Betreuung als Starthilfe

Die Auswirkungen für Rahlstedt hat der SPD-Bürgerschaftsabgeordnete Ole Thorben Buschhüter zusammengestellt. Im Stadtteil gibt es künftig 87 Plätze für unbegleitete minderjährige Ausländer, ursprünglich waren es 150. Ende November waren noch 96 Plätze belegt. Die konkreten Zahlen: An der Kielkoppelstraße wird die Kapazität von 60 auf 40 gesenkt, an der Stargarder Straße von 48 auf 26 und an der Stapelfelder Straße von 42 auf 21. Künftig werden auch junge Volljährige in den Einrichtungen eine Weile verbleiben können. Wegen der vielen jungen unbegleiteten Flüchtlinge war eine zeitnahe Anschlussbetreuung in einer geeigneten Jugendhilfeeinrichtung in Hamburg bislang kaum möglich. Dadurch erhöhte sich die durchschnittliche Verweildauer von rund drei bis fünf Monaten in den Jahren bis 2014 auf mittlerweile elf Monate. Die neue Entwicklung hat der Landesbetrieb Erziehung und Beratung mit seinen konzeptionellen Änderungen aufgegriffen. Die Einrichtungen bieten nun auch eine Betreuung als Hilfe zur Erziehung und auch Hilfen für junge Volljährige an. Ziel ist eine kontinuierliche pädagogische Betreuung, bis die Flüchtlinge selbstständig sind.

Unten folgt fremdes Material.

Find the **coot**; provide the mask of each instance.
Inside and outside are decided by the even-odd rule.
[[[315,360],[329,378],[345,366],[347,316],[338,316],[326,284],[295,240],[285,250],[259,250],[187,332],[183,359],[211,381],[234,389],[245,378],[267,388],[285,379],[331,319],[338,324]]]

16 Erstaufnahmen geschlossen

Insgesamt hat der Zentrale Koordinierungsstab Flüchtlinge (ZKF) eine positive Jahresbilanz bei der Unterbringung gezogen. 2016 sind demnach in Hamburg mehr als 10.000 Plätze in 31 neuen Folgeunterkünften entstanden. Gleichzeitig konnten 2.450 Plätze in Baumärkten, Zelten und Hallen abgebaut werden. 16 Erstaufnahmen wurden geschlossen. Dafür entstanden laut ZKF neue Unterkünfte mit gutem Standard, etwa am Rahlstedter Grenzweg. Voraussichtlich Ende Februar wird die Folgeunterkunft „Am Stadtrand“ in Wandsbek eröffnet. Sie verfügt über insgesamt 688 Plätze.